In the process, Gaia cannot hold onto edges or other security. Anyone who jumps wrong will fall into the depths. With a little luck you land in a safe place, but more often you fall from a great height, or end up in a tar pit, both of which are deadly for our Gaia.

The game has no UI, so you have to figure out for yourself what is expected of you. This is quite tricky at times, since After Us is huge. The human-sculptures do act as a kind of direction guide, they usually look in the direction you are expected to go, but they are also frequently completely absent and you have to figure out for yourself where you are expected to go.

Sometimes it is also smart to deviate from the expected path for a while. After all, in addition to the eight “main animals,” you can also free dozens of support animals. The more animals you free, the more colorful the environment becomes.
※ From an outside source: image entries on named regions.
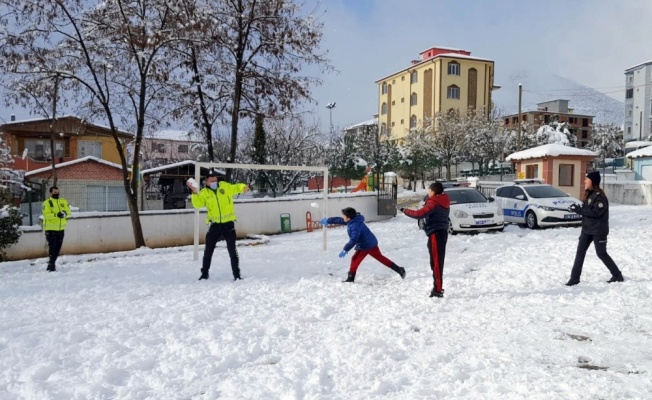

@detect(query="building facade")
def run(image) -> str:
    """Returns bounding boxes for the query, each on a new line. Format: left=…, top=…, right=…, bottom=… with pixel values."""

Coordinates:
left=623, top=60, right=652, bottom=142
left=376, top=47, right=498, bottom=140
left=503, top=99, right=595, bottom=148
left=0, top=115, right=133, bottom=171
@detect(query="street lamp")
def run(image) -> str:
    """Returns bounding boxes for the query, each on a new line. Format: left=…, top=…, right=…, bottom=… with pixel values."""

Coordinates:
left=326, top=102, right=335, bottom=132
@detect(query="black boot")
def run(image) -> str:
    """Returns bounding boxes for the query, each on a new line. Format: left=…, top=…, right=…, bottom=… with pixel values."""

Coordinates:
left=389, top=263, right=405, bottom=279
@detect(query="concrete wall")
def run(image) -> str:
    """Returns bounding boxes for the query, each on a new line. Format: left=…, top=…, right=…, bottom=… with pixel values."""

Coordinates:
left=603, top=181, right=652, bottom=205
left=6, top=193, right=390, bottom=260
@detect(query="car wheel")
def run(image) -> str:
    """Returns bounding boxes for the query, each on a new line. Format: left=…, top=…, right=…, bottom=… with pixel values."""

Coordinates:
left=448, top=219, right=457, bottom=235
left=525, top=211, right=539, bottom=229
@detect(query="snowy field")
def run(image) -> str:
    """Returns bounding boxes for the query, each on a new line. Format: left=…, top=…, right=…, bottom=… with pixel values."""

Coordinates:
left=0, top=206, right=652, bottom=400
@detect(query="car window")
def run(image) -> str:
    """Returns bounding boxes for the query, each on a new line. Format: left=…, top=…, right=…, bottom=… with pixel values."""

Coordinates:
left=444, top=189, right=487, bottom=204
left=525, top=185, right=570, bottom=199
left=509, top=186, right=525, bottom=199
left=496, top=186, right=513, bottom=197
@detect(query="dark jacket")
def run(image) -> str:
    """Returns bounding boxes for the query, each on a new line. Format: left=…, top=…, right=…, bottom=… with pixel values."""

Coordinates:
left=328, top=213, right=378, bottom=251
left=403, top=193, right=451, bottom=236
left=577, top=191, right=609, bottom=236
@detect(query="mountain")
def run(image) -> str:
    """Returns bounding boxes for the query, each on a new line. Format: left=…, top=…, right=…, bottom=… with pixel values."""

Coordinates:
left=493, top=71, right=625, bottom=126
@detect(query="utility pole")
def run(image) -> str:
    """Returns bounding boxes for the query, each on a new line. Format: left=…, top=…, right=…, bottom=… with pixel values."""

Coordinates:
left=50, top=72, right=59, bottom=186
left=516, top=83, right=523, bottom=151
left=326, top=102, right=335, bottom=133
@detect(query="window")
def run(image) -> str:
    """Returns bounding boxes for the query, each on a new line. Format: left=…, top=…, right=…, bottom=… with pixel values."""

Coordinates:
left=509, top=188, right=531, bottom=200
left=447, top=85, right=460, bottom=100
left=77, top=140, right=102, bottom=158
left=448, top=61, right=460, bottom=75
left=559, top=164, right=575, bottom=186
left=25, top=139, right=65, bottom=161
left=525, top=164, right=539, bottom=179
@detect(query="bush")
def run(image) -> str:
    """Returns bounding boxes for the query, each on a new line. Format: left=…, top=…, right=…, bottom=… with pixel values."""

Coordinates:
left=0, top=188, right=23, bottom=261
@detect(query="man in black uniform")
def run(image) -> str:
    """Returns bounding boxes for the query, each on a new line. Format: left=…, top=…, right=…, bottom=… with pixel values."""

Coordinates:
left=566, top=171, right=625, bottom=286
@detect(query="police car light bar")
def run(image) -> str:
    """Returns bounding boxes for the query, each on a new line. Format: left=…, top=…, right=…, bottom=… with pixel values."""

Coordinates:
left=514, top=178, right=546, bottom=185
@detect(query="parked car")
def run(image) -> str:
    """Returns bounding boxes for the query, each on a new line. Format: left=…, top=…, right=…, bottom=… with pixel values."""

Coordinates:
left=494, top=179, right=582, bottom=229
left=419, top=186, right=505, bottom=235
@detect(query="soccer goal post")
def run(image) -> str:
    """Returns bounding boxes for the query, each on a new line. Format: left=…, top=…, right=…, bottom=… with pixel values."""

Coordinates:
left=193, top=162, right=328, bottom=260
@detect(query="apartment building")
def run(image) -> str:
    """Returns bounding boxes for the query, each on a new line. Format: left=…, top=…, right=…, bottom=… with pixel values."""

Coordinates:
left=376, top=47, right=499, bottom=140
left=503, top=99, right=595, bottom=148
left=623, top=60, right=652, bottom=142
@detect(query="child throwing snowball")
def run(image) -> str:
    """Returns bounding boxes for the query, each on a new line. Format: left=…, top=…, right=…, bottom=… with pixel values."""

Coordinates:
left=321, top=207, right=405, bottom=282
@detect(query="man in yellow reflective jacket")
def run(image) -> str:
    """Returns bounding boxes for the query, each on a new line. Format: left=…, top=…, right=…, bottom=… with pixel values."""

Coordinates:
left=187, top=169, right=249, bottom=280
left=43, top=186, right=71, bottom=272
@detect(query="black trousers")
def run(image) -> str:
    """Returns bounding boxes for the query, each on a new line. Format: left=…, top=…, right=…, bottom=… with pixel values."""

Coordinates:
left=428, top=231, right=448, bottom=293
left=571, top=232, right=622, bottom=282
left=201, top=222, right=240, bottom=278
left=45, top=231, right=63, bottom=265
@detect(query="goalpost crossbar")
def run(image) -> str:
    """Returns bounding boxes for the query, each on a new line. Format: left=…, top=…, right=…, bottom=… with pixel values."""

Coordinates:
left=193, top=162, right=328, bottom=260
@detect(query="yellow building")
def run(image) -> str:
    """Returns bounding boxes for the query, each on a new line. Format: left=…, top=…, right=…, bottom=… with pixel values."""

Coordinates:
left=376, top=47, right=498, bottom=139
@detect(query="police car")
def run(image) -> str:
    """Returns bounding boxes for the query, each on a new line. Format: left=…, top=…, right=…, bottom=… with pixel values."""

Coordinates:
left=419, top=186, right=505, bottom=235
left=494, top=179, right=582, bottom=229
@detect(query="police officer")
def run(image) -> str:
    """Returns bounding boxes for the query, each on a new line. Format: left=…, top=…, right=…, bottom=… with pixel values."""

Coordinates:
left=566, top=171, right=624, bottom=286
left=42, top=186, right=71, bottom=272
left=187, top=169, right=249, bottom=280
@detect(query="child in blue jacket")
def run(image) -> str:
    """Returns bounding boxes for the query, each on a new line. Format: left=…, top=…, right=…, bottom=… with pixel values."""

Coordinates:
left=321, top=207, right=405, bottom=282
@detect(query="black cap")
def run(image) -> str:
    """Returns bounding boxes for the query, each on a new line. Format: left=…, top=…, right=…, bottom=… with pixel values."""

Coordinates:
left=342, top=207, right=358, bottom=219
left=586, top=171, right=601, bottom=186
left=206, top=168, right=226, bottom=179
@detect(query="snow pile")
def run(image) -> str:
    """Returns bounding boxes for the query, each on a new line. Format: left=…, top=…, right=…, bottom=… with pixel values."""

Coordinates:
left=0, top=206, right=652, bottom=400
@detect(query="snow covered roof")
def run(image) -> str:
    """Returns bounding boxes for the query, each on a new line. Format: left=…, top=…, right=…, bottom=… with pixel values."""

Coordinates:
left=625, top=60, right=652, bottom=72
left=375, top=53, right=494, bottom=83
left=506, top=143, right=598, bottom=161
left=345, top=118, right=378, bottom=130
left=140, top=160, right=195, bottom=175
left=147, top=129, right=197, bottom=142
left=25, top=156, right=126, bottom=177
left=627, top=146, right=652, bottom=158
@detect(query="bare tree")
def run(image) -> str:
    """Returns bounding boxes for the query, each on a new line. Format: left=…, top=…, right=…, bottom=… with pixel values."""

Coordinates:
left=203, top=0, right=331, bottom=174
left=0, top=0, right=194, bottom=247
left=431, top=109, right=468, bottom=180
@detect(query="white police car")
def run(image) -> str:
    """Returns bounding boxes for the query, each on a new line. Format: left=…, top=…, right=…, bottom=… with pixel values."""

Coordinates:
left=419, top=187, right=505, bottom=235
left=494, top=179, right=582, bottom=229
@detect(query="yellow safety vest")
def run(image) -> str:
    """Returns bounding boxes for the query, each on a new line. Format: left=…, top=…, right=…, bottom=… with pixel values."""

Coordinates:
left=191, top=181, right=247, bottom=224
left=43, top=197, right=71, bottom=231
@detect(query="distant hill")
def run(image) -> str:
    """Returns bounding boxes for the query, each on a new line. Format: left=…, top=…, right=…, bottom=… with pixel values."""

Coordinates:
left=493, top=71, right=625, bottom=126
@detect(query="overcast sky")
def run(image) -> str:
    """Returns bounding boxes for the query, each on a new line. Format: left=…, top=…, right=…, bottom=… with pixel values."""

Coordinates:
left=0, top=0, right=652, bottom=132
left=306, top=0, right=652, bottom=127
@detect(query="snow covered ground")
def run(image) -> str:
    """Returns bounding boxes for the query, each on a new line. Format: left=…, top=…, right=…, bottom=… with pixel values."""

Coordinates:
left=0, top=206, right=652, bottom=400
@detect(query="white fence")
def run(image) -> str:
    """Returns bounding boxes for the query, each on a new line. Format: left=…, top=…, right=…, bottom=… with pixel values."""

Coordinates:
left=6, top=193, right=391, bottom=260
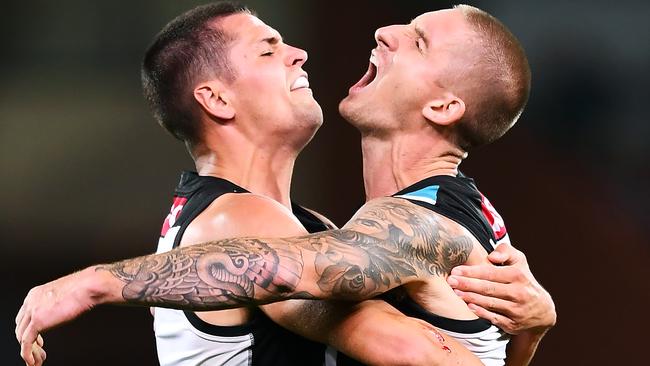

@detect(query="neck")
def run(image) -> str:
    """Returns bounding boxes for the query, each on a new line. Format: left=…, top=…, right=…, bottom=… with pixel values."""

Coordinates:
left=361, top=133, right=460, bottom=200
left=192, top=137, right=298, bottom=209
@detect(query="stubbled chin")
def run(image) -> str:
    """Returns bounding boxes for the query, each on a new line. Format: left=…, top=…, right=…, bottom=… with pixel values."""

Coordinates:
left=339, top=95, right=362, bottom=126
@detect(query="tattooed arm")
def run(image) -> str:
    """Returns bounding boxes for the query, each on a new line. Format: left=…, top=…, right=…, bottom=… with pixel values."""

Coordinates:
left=16, top=198, right=472, bottom=352
left=96, top=198, right=472, bottom=310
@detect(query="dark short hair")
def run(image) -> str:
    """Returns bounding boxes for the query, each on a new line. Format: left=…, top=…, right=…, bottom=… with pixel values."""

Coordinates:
left=454, top=5, right=530, bottom=151
left=142, top=2, right=251, bottom=145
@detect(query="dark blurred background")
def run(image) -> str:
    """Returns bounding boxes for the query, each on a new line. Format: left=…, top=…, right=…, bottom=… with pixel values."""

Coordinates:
left=0, top=0, right=650, bottom=366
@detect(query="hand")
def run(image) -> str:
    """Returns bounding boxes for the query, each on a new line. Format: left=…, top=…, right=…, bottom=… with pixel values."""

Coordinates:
left=25, top=334, right=47, bottom=366
left=447, top=244, right=556, bottom=335
left=16, top=268, right=104, bottom=365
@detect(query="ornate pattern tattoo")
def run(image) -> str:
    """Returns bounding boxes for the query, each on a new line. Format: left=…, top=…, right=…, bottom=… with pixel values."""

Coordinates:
left=99, top=198, right=473, bottom=310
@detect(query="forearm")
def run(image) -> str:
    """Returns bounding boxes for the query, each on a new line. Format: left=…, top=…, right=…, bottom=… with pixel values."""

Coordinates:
left=506, top=332, right=544, bottom=366
left=90, top=230, right=424, bottom=310
left=87, top=199, right=473, bottom=310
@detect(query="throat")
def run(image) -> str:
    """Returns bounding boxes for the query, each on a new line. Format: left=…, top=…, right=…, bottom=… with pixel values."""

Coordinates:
left=361, top=136, right=466, bottom=201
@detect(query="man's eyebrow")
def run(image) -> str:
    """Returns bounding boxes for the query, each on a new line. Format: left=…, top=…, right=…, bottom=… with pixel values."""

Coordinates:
left=413, top=23, right=429, bottom=46
left=259, top=36, right=282, bottom=46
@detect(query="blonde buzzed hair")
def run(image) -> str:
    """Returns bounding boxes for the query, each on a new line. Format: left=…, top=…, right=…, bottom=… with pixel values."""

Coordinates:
left=454, top=5, right=530, bottom=151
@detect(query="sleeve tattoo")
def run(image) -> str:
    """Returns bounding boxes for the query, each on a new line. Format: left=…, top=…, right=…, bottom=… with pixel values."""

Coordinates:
left=98, top=198, right=473, bottom=310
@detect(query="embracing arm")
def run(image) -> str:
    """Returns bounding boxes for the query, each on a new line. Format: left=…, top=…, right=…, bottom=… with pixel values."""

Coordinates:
left=16, top=198, right=472, bottom=356
left=448, top=244, right=557, bottom=366
left=262, top=300, right=483, bottom=366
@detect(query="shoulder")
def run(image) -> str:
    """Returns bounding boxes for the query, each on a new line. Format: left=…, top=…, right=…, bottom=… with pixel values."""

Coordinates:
left=181, top=193, right=307, bottom=245
left=345, top=197, right=471, bottom=236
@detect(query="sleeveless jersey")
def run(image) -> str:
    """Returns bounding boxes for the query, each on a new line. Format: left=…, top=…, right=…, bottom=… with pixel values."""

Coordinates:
left=154, top=172, right=328, bottom=366
left=326, top=173, right=510, bottom=366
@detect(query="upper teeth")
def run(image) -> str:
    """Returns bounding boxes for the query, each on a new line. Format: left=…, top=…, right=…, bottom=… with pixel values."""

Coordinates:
left=291, top=76, right=309, bottom=90
left=370, top=50, right=377, bottom=66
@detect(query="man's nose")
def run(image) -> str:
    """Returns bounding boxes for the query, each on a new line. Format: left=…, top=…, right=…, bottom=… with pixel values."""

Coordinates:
left=375, top=25, right=400, bottom=51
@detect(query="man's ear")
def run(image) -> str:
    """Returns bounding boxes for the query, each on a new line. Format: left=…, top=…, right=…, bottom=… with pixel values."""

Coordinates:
left=194, top=81, right=235, bottom=120
left=422, top=94, right=465, bottom=126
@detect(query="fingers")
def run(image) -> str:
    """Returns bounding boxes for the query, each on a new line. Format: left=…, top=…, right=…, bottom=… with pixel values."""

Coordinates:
left=32, top=344, right=47, bottom=366
left=16, top=313, right=31, bottom=343
left=488, top=243, right=526, bottom=266
left=16, top=303, right=25, bottom=325
left=468, top=304, right=517, bottom=334
left=454, top=290, right=516, bottom=316
left=20, top=323, right=38, bottom=365
left=20, top=343, right=36, bottom=365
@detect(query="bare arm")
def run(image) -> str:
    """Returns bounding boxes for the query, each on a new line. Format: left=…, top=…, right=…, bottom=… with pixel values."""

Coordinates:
left=16, top=198, right=472, bottom=362
left=95, top=198, right=472, bottom=310
left=263, top=300, right=483, bottom=366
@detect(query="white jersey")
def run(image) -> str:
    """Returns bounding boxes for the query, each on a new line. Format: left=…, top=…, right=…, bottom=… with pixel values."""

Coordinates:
left=154, top=172, right=327, bottom=366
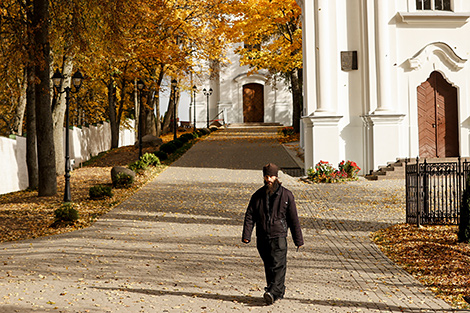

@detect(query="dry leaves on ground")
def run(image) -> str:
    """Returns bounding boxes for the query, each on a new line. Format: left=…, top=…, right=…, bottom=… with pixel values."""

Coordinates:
left=373, top=224, right=470, bottom=309
left=0, top=130, right=191, bottom=242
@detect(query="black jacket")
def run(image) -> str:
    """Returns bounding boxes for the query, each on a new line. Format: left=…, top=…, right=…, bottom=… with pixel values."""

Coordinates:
left=242, top=186, right=304, bottom=246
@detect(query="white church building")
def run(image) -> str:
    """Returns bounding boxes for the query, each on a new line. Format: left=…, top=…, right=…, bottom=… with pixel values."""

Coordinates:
left=190, top=45, right=292, bottom=128
left=297, top=0, right=470, bottom=173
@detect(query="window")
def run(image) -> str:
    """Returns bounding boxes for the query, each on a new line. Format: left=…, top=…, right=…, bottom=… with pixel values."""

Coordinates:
left=416, top=0, right=451, bottom=11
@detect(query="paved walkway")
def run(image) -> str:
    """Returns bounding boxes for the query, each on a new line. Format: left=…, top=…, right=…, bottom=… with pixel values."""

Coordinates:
left=0, top=129, right=458, bottom=312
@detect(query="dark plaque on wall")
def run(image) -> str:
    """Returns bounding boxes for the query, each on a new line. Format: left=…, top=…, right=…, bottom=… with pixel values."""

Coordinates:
left=341, top=51, right=357, bottom=71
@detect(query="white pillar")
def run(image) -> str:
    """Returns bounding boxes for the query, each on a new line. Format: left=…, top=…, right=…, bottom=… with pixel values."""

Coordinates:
left=297, top=0, right=317, bottom=115
left=375, top=0, right=396, bottom=113
left=314, top=0, right=339, bottom=115
left=303, top=118, right=314, bottom=174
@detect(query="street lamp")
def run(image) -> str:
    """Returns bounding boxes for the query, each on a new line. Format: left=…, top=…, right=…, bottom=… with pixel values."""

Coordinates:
left=52, top=69, right=83, bottom=202
left=202, top=88, right=212, bottom=128
left=193, top=85, right=197, bottom=131
left=171, top=79, right=178, bottom=140
left=137, top=79, right=145, bottom=160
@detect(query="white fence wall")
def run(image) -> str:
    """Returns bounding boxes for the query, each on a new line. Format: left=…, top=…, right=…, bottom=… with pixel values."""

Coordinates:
left=0, top=121, right=135, bottom=194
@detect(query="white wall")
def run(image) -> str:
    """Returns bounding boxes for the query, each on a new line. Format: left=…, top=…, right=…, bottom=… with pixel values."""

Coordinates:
left=297, top=0, right=470, bottom=173
left=0, top=121, right=135, bottom=194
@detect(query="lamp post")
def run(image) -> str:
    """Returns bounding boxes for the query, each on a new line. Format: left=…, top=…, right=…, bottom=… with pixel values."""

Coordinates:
left=171, top=79, right=178, bottom=140
left=137, top=79, right=145, bottom=159
left=52, top=69, right=83, bottom=202
left=202, top=88, right=212, bottom=128
left=193, top=85, right=197, bottom=131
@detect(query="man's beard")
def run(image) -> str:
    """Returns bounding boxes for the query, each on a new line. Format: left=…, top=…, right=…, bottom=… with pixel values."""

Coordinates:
left=264, top=179, right=281, bottom=196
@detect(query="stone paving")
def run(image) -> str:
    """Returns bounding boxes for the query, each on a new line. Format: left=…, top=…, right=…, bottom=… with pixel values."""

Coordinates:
left=0, top=125, right=453, bottom=312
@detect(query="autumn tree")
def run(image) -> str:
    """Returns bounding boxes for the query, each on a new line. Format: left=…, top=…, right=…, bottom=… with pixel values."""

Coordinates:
left=31, top=0, right=57, bottom=196
left=228, top=0, right=303, bottom=132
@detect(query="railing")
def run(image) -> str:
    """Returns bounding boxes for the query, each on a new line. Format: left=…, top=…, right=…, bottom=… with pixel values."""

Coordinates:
left=405, top=157, right=470, bottom=226
left=209, top=110, right=225, bottom=126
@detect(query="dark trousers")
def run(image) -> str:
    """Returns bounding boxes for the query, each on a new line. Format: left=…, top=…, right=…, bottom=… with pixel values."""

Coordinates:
left=256, top=238, right=287, bottom=299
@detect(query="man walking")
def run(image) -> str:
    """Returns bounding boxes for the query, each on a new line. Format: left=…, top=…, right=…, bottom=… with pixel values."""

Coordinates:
left=242, top=163, right=304, bottom=305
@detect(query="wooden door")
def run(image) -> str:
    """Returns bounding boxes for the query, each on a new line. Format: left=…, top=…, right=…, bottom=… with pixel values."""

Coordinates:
left=417, top=72, right=459, bottom=158
left=243, top=84, right=264, bottom=123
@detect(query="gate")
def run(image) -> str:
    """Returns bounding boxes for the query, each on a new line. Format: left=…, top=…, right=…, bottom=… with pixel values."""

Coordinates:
left=405, top=157, right=470, bottom=226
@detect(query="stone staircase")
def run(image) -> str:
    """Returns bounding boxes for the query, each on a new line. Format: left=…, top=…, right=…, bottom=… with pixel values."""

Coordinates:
left=365, top=157, right=470, bottom=180
left=365, top=159, right=406, bottom=180
left=226, top=123, right=282, bottom=128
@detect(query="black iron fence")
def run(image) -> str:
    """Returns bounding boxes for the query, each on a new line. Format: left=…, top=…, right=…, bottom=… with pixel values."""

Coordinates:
left=405, top=158, right=470, bottom=225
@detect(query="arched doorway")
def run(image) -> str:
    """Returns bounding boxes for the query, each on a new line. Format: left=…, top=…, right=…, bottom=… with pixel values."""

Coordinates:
left=417, top=71, right=459, bottom=158
left=243, top=84, right=264, bottom=123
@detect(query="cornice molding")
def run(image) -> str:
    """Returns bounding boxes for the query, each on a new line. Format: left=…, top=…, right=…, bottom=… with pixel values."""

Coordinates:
left=407, top=42, right=467, bottom=71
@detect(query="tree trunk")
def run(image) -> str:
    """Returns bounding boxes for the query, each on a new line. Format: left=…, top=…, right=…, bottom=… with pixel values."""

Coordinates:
left=108, top=78, right=119, bottom=149
left=52, top=56, right=73, bottom=175
left=153, top=64, right=165, bottom=137
left=143, top=90, right=157, bottom=136
left=31, top=0, right=57, bottom=197
left=13, top=69, right=28, bottom=136
left=153, top=86, right=162, bottom=137
left=26, top=67, right=38, bottom=190
left=162, top=90, right=174, bottom=134
left=290, top=69, right=303, bottom=133
left=162, top=89, right=180, bottom=134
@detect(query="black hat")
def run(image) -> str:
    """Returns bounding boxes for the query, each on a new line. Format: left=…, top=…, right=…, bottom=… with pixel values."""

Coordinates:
left=263, top=163, right=279, bottom=176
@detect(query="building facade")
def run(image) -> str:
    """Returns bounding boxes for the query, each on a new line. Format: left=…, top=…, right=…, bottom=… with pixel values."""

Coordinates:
left=297, top=0, right=470, bottom=173
left=190, top=46, right=292, bottom=128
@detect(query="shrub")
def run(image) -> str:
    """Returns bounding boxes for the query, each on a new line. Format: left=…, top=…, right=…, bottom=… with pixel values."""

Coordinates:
left=54, top=202, right=79, bottom=223
left=338, top=160, right=361, bottom=180
left=197, top=128, right=210, bottom=137
left=171, top=139, right=184, bottom=149
left=89, top=185, right=113, bottom=200
left=178, top=136, right=190, bottom=144
left=154, top=151, right=168, bottom=161
left=278, top=126, right=295, bottom=137
left=458, top=176, right=470, bottom=243
left=113, top=173, right=134, bottom=188
left=140, top=153, right=160, bottom=166
left=307, top=161, right=341, bottom=183
left=129, top=160, right=149, bottom=173
left=160, top=141, right=178, bottom=154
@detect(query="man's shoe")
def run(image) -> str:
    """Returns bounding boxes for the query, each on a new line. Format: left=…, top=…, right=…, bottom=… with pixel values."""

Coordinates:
left=263, top=291, right=275, bottom=305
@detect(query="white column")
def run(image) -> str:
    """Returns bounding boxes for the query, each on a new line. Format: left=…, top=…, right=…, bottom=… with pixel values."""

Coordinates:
left=375, top=0, right=396, bottom=113
left=297, top=0, right=317, bottom=115
left=303, top=118, right=314, bottom=174
left=315, top=0, right=339, bottom=115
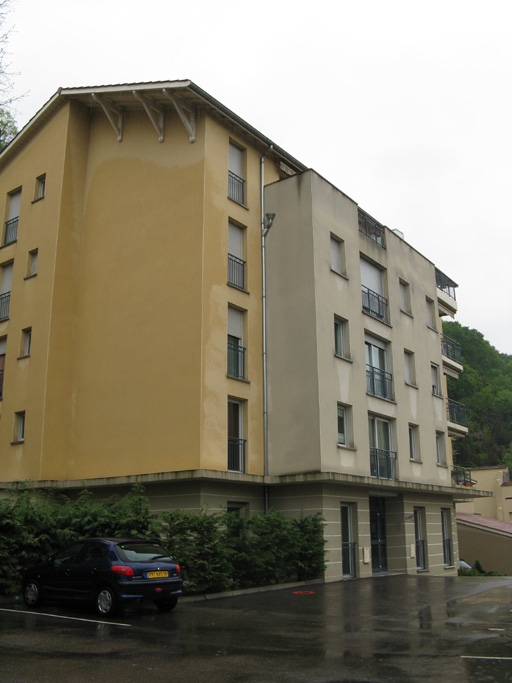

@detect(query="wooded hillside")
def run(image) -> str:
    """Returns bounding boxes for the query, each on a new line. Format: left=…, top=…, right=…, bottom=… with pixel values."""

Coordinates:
left=443, top=322, right=512, bottom=468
In fact, the freed animals appear as bluish silhouettes in the world, finally starting to give it some color.

There are also human sculptures that still have a glimmer of life. When you free them, you unlock a piece of their story, a story told in a dozen or so icons per chapter. Thus, even if you have played a chapter, there is still plenty of reason to play through that chapter again, looking for animals or stories you may have missed.

What’s clever is that Gaia doesn’t actually learn anything along the way. Whereas many games teach the protagonist new tricks halfway through, this is not the case with Gaia. Still, each environment has its own gameplay, but is actually dictated by that same environment.

For example, to find the eagle you will have to climb a huge tower, while in the factory you will have to follow production lines of cars. In the mine, you face the threat of exploding dynamite, and in the ocean, spinning propellers cause a deadly current, just to name a few examples.

Caught in its own misery

After Us has a message it wants to convey, and it is more than obvious. Those who are allergic to ecological drivel had better circle around After Us, because truly every part of the game is steeped in this theme. Therein lies also immediately the problem. Because of its extreme focus on human profligacy, the game is caught in a web.

Even though the game has eight completely different environments (a logged forest, ocean, factory, a mine with mining carts and dynamite, a factory where an infinite array of cars are made), each environment is quite bleakly designed with dark colors.

Even Gaia can’t do much to change that. Here and there she can grow a tree and temporarily she can release a circle of green vegetation, but soon everything falls back into the same colorless mush.

That things can be different, The Ark shows. The place where Mother resides is an oasis of green and color, in great contrast to the rest of the game world. It is a pity that you spend so little time here.

Games such as the aforementioned Journey and Flower show that things can be done differently; they (especially Flower) are also critical of human consumption and its consequences, but they do so in a splash of color.

After Us Review – Ecology over graphic splendor

Developer Piccolo has not made it easy on itself. With the goal of making a fun platformer on the one hand and trying to convey an eco-message on the other, the game finds itself in a somewhat uncomfortable split. You seduce gamers with beautiful environments and tight gameplay, not with hell and damnation.

In this, After Us succeeds only partially. The games remain dark and brown, even as the player progresses through the game. As a result, the game doesn’t really invite the player to play the next chapter. This is a pity, because the gameplay is well put together, with varied gameplay per chapter.

It would have been nice if Gaia had been a little more capable of holding its own on the floating plateaus. The size and vastness of levels makes it difficult to navigate at times, but most of the time it can be solved with some sleuthing; after all, the game is linear in scope.

All in all, After Us is a nice game with quite a lot of content and a lot of extras that increase replayability. The negative eco approach does put a damper on the joy of playing, but if you can see past that, you will see a fine and challenging platforming game.